Image-Booster 9-Euro-Ticket erhöht Reiseaufkommen
Das 9-Euro-Ticket sollte auch motivieren, das Auto stehenzulassen. Eine Studie zeigt nun: Wirklich geklappt hat das nicht.
Entlastung der Verbraucher, Beitrag zur Verkehrswende, Image-Booster für Busse und Bahnen: Die Erwartungen an das 9-Euro-Ticket im Öffentlichen Personennahverkehr (ÖPNV) sind riesig.
Etwas mehr als zwei Monate nach dem Start des bundesweit gültigen Tickets wertet Bundesverkehrsminister Volker Wissing (FDP) das Projekt bereits als Erfolg. Dabei läuft die wissenschaftliche Auswertung noch. Und erste Erkenntnisse deuten darauf hin, dass die Sonderfahrkarte zwar durchaus Wirkung zeigt, aber kaum alle Hoffnungen und Ziele erfüllen kann.

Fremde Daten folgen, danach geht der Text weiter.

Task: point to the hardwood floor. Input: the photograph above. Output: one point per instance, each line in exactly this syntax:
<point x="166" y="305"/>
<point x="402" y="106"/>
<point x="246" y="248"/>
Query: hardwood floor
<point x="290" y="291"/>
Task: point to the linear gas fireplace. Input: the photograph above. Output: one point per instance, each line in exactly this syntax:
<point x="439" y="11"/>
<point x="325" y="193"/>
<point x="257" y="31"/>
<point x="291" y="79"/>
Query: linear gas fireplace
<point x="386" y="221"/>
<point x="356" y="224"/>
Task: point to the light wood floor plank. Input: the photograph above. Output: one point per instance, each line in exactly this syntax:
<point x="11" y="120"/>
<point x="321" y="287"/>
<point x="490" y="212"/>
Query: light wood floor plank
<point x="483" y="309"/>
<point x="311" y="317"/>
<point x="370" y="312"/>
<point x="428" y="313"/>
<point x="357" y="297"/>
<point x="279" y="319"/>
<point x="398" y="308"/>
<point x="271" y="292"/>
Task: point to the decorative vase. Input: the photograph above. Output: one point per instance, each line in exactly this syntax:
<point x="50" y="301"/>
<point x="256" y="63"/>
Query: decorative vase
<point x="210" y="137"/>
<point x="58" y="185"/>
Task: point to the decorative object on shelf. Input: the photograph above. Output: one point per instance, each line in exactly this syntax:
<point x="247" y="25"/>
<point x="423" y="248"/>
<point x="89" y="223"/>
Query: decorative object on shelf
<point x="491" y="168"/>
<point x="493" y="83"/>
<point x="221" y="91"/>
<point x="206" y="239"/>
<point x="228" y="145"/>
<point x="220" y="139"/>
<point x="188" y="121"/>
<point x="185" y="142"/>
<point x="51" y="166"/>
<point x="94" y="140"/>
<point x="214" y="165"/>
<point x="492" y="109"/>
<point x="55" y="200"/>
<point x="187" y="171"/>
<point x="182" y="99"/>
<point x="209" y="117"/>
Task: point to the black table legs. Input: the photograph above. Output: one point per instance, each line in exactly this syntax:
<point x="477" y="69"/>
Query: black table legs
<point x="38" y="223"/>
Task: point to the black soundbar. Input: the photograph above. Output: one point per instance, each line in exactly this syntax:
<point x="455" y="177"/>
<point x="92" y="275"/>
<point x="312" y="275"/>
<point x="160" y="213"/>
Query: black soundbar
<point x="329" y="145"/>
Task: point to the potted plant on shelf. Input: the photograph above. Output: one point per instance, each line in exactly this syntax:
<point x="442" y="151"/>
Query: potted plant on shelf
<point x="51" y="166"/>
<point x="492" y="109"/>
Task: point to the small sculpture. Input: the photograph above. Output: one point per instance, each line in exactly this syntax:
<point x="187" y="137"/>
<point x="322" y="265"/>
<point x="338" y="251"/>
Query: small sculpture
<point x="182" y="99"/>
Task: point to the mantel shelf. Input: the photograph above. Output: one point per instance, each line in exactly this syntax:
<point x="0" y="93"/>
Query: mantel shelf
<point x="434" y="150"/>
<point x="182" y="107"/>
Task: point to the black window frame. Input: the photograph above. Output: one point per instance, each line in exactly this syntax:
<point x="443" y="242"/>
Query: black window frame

"Tatsächlich ist die Datenlage nach wie vor sehr dünn", sagt Philipp Kosok, Verkehrsforscher beim Interessenverband Agora Verkehrswende. "Wir wissen belastbar bislang recht wenig." Etwas mehr als eine Handvoll Studien seien ihm bekannt, die wissenschaftlichen Standards genügten.
Verkehr bricht auf manchen Strecken zusammen
Die Untersuchungen bescheinigen der Fahrkarte vor allem Erfolge bei der eigenen Vermarktung. "Mit fast 98 Prozent kennt fast jeder Befragte das 9-Euro-Ticket, zwei Drittel kennen es sogar gut", teilte der Verband Deutscher Verkehrsunternehmen im Juli mit.
Er befragt jede Woche rund 6.000 Verbraucherinnen und Verbraucher, mit vielen Sonderfragen speziell für Nutzer der Fahrkarte. Insgesamt hätten allein im Juni mehr als 30 Millionen Menschen das Ticket besessen – inklusive der Abonnentinnen und Abonnenten, die das 9-Euro-Ticket nicht extra kaufen mussten.
Die hohe Nachfrage spüren auch die Reisenden und die Beschäftigten in den Bussen und Bahnen. "Das Ticket führt zu einer höheren Nutzung des Öffentlichen Verkehrs, aber vor allem selektiv auf bestimmten Strecken – sogar so weit, dass dort der Verkehr zusammenbricht", sagt Christian Böttger, Bahn-Experte an der Hochschule für Technik und Wirtschaft Berlin (HTW).
Ticket setzt zusätzliche Reisenanreize
Eine Auswertung von Mobilfunkdaten durch das Statistische Bundesamt ergab Anfang Juli: "Im Juni 2022 lagen die bundesweiten Bewegungen im Schienenverkehr im Schnitt 42 Prozent höher als im Juni 2019."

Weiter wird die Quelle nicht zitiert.